China has reportedly found a way around the limitations of NVIDIA’s reduced-capability AI accelerators. DeepSeek, leading this innovation, has launched a new project that equates to a jaw-dropping eightfold increase in TFLOPS performance with the Hopper H800s AI accelerators.
In a significant move, China’s AI industry seems determined to maximize the potential of its hardware, without solely relying on external sources. DeepSeek, a prominent player in this arena, has demonstrated how advanced software can truly push boundaries. By harnessing the capabilities of NVIDIA’s “cut-down” Hopper H800 GPUs, DeepSeek has ingeniously optimized memory consumption and resource allocation across inference requests to significantly boost performance.
Recently, DeepSeek announced its “OpenSource” week, a platform dedicated to releasing innovative technologies accessible to everyone through GitHub repositories. On the first day, they introduced FlashMLA, a specially designed decoding kernel for NVIDIA’s Hopper GPUs. Before diving into its mechanics, it’s worth noting how this tool is shaking up the market with its groundbreaking improvements.

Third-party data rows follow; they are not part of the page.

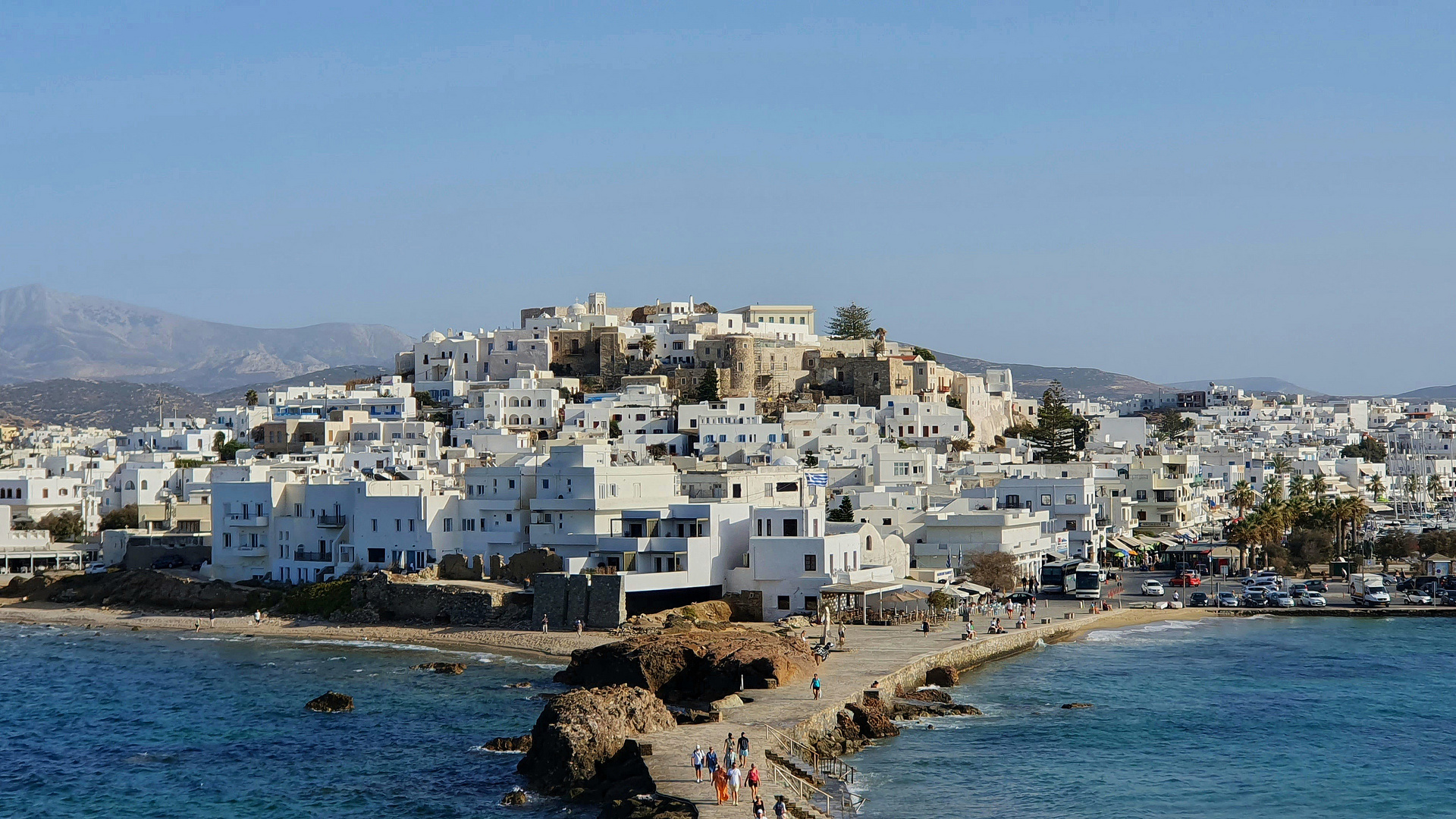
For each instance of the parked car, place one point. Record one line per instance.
(1282, 599)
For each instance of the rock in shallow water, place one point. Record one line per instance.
(440, 668)
(331, 703)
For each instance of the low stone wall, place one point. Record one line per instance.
(431, 602)
(962, 656)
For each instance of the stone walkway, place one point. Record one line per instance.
(871, 653)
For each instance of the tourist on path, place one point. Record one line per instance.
(734, 783)
(721, 784)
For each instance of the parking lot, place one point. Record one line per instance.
(1337, 594)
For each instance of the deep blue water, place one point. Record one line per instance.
(1263, 717)
(128, 725)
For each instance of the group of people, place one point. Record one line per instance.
(727, 774)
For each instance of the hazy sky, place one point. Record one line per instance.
(1168, 193)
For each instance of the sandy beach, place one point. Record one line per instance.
(462, 639)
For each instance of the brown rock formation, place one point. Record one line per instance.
(944, 676)
(510, 744)
(331, 703)
(873, 719)
(438, 668)
(695, 665)
(582, 746)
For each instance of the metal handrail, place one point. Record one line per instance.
(849, 803)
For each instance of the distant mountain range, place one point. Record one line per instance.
(46, 334)
(1261, 384)
(1432, 394)
(1031, 381)
(121, 406)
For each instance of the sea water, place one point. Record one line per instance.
(1263, 717)
(162, 725)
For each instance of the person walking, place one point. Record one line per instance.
(721, 784)
(734, 783)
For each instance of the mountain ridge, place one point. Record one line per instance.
(47, 335)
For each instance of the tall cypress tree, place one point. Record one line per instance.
(851, 322)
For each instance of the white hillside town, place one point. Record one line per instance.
(767, 452)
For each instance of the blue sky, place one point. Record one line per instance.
(1171, 191)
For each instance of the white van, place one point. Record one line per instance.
(1369, 591)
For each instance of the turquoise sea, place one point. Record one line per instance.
(1261, 717)
(156, 725)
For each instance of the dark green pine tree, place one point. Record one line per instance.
(708, 388)
(851, 322)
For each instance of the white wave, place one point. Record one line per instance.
(367, 645)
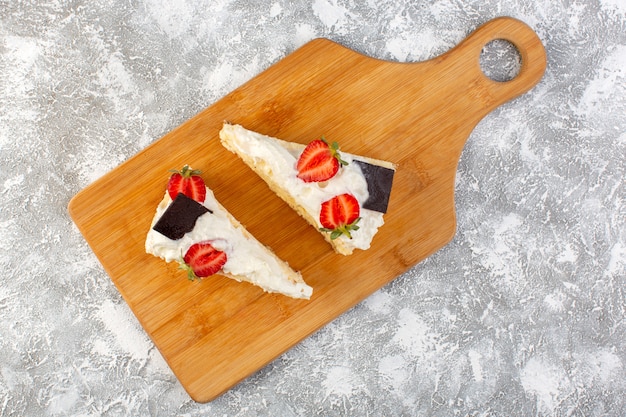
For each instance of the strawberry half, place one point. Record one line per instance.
(203, 260)
(187, 181)
(340, 215)
(319, 161)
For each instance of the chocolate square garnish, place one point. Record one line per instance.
(379, 180)
(180, 217)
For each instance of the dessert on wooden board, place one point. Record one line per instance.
(191, 227)
(342, 195)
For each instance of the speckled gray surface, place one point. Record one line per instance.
(523, 313)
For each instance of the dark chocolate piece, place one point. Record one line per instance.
(180, 217)
(379, 180)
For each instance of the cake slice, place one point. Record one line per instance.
(342, 195)
(191, 227)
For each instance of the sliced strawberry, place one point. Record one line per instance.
(340, 215)
(319, 161)
(187, 181)
(203, 260)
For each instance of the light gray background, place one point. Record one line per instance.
(521, 314)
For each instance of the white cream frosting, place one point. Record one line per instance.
(247, 258)
(278, 158)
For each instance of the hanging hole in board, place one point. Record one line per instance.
(500, 60)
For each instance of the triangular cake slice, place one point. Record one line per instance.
(191, 227)
(323, 189)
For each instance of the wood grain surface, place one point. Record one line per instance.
(216, 332)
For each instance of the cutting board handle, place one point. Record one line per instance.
(527, 43)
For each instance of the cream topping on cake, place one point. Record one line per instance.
(246, 256)
(278, 158)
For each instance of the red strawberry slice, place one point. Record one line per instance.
(203, 260)
(187, 181)
(319, 161)
(340, 215)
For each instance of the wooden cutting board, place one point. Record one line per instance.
(216, 332)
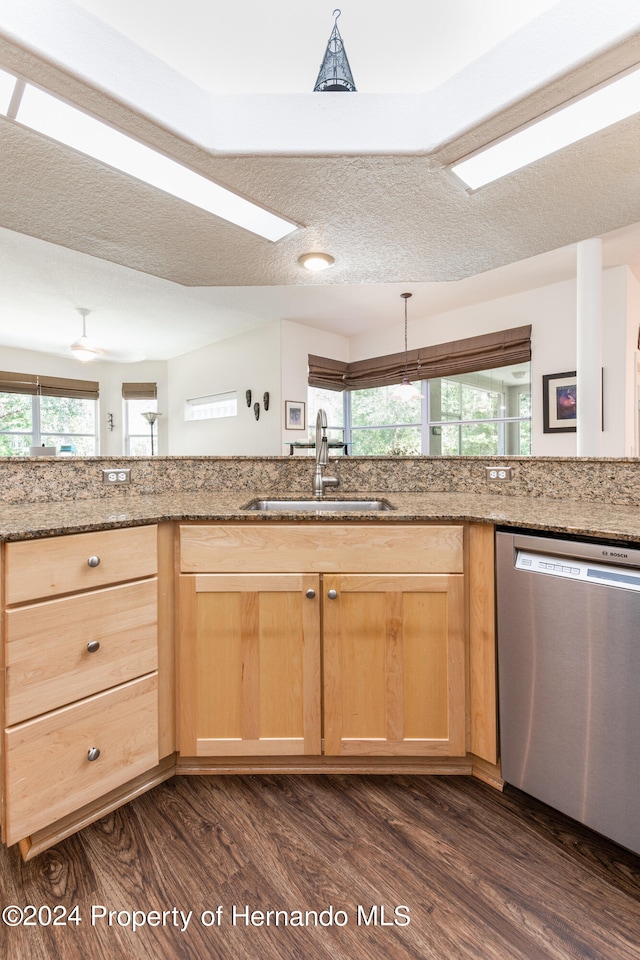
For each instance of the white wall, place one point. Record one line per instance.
(250, 361)
(110, 376)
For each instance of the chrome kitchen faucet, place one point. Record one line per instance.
(322, 457)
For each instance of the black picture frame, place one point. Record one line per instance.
(559, 397)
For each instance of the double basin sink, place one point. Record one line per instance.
(313, 505)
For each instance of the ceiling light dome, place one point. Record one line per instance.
(84, 349)
(316, 261)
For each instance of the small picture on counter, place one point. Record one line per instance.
(294, 415)
(559, 402)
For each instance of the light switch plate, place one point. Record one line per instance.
(499, 474)
(117, 475)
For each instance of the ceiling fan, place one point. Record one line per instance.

DeepSeek boldly claims to have achieved 580 TFLOPS for BF16 matrix multiplication on the Hopper H800—about eight times the industry’s usual performance benchmark. This is impressive on its own, but when paired with the efficient use of memory that FlashMLA offers, the memory bandwidth dramatically increases to a staggering 3000 GB/s, almost doubling the H800’s expected theoretical limit. What’s remarkable is that these enhancements come solely from clever coding, not hardware upgrades.
FlashMLA boasts “low-rank key-value compression,” which might sound complex, but it essentially breaks data into smaller, more manageable pieces, speeding up processing while cutting memory consumption by a notable 40%-60%. Moreover, its block-based paging system dynamically allocates memory based on task demand rather than sticking to a fixed value. This adaptability allows the processing of variable-length sequences more efficiently, leading to better overall performance.
DeepSeek’s strides in AI technology emphasize that innovation isn’t restricted to a single aspect; it’s about the synergy of various elements. Presently, the FlashMLA tool is tailored for Hopper GPUs, and many are curious about the potential boosts this technology could offer to the H100 when applied.